Piecing it all together "was a big process" says Xayalith, whose cotton-soft vocals form the song's emotional centrepiece.

"Especially because there's acoustic guitars in that song. We recorded them so many times - getting the sound right was paramount."

Powers says the song's complexity was its "big appeal".

"It's really hard to feel like you're surprising people as a musician now. So it was inspiring to finish off - rather than spending hours trying to get it right."

The ear-destroying climax to A Stillness is a tribute to Trent Reznor's Nine Inch Nails, who have made feral sound collages an art form.

The influence continues across the album, says Powers. "It's a more alternative rock record," he says, comparing it to the band's debut.

"It's darker, there are a lot more more guitars."

Crucially, the band played everything together in rehearsal rooms before committing the music to tape.

Image caption A pre hair-dye Xayalith on the band's mammoth world tour, in 2011.

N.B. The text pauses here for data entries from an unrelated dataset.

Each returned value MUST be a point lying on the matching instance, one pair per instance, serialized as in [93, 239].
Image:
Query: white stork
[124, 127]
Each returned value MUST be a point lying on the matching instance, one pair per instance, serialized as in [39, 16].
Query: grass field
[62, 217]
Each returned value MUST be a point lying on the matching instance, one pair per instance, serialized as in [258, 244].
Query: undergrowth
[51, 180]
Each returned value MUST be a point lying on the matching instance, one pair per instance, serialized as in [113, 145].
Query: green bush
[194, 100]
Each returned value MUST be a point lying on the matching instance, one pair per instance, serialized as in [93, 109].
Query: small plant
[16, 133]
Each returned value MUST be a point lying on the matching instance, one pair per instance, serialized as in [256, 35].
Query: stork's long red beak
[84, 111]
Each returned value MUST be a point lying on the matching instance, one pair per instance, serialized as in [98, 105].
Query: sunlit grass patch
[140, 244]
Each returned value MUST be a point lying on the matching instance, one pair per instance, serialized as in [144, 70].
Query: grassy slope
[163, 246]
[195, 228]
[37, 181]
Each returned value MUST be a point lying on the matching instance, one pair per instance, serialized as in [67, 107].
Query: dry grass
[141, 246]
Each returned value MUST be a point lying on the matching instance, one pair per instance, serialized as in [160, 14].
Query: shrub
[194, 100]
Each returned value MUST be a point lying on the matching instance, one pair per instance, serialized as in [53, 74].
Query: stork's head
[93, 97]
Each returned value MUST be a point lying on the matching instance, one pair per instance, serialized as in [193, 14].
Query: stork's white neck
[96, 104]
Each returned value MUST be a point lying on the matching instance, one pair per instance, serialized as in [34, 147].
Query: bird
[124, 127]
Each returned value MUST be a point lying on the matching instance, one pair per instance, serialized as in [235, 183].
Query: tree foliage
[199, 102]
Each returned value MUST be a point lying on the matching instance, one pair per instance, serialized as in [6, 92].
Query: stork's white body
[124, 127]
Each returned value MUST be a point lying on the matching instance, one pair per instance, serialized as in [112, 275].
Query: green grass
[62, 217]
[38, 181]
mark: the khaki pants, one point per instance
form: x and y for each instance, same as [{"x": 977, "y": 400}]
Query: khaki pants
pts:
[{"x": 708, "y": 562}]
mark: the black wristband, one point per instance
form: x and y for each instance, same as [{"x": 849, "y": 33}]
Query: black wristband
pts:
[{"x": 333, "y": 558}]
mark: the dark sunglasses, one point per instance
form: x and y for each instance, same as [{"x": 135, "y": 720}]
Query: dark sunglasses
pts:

"Everything has to be playable live," insists Xayalith.

To achieve that, the band are surrounded by technology - banks of synthesizers, harmonisers, sample pads and laptops adorn the stage.

But that doesn't stop Xayalith - who, with her electric white hairstyle, resembles the X-Men character Storm - from pulling off some audacious stunts.

"There was a festival we did a couple of years ago and the stage was a bit slippery," she laughs.

"I slipped over - BUT I ended up turning it into a backwards roll. I styled it out!

"The guys were so impressed. After the show they were like, 'Alisa we had no idea you were into that kind of thing!'"

For the next tour, she suggests, "I'll have to perfect some somersaults. I'll cartwheel across the crowd instead of crowd surfing."

The band go back on the road next week. Powers says he's already started living out of a suitcase "to see if I've packed too many pairs of trousers".

Xayalith, meanwhile, is "excited" about spending time in airport boarding lounges, because she needs an excuse to finish reading Haruki Murakami's three-volume novel, 1Q84.

A self-confessed bookworm with a penchant for graphic novels, she named one of her latest songs after the I Kill Giants series, in which a young girl has to confront a terrible tragedy at home.

It transpires the song is about Xayalith's mother, who died when she was seven years old.

It was "the saddest of days", she sings over a haunting electric drone. "Why couldn't we save you?"

"Lyric writing comes from a very visceral place," the 26-year-old says.

Image caption The band took their name from a song by Bristolian hip-hop artist Tricky

"Everything stems from personal experiences, then I build a world around the seed I've put down on paper."

Singing about her mother was hard but therapeutic, she has said in previous interviews. "Writing it helped me deal with everything."

She has received a lot of support from her family back in Auckland. Her uncle, who runs a local restaurant, has even sent over recipes to keep the band in good shape in their shared accommodation.

But the New Zealand press hasn't always been so kind - accusing The Naked And Famous of forgetting their roots after their international success.

"There's this thing called tall poppy syndrome," sighs Xayalith.

"Whenever there is a band that becomes quite successful, New Zealanders have a way of downplaying that. Instead of celebrating it, they'd cut you down to size."

"So there's that kind of bitterness there. But, on the other hand, there are people who are tremendously supportive of us.

"It's not like we feel really awful to go home every time, so it's the least of our worries."

In Rolling Waves is out now on Fiction records. The Naked and Famous tour the UK in November / December.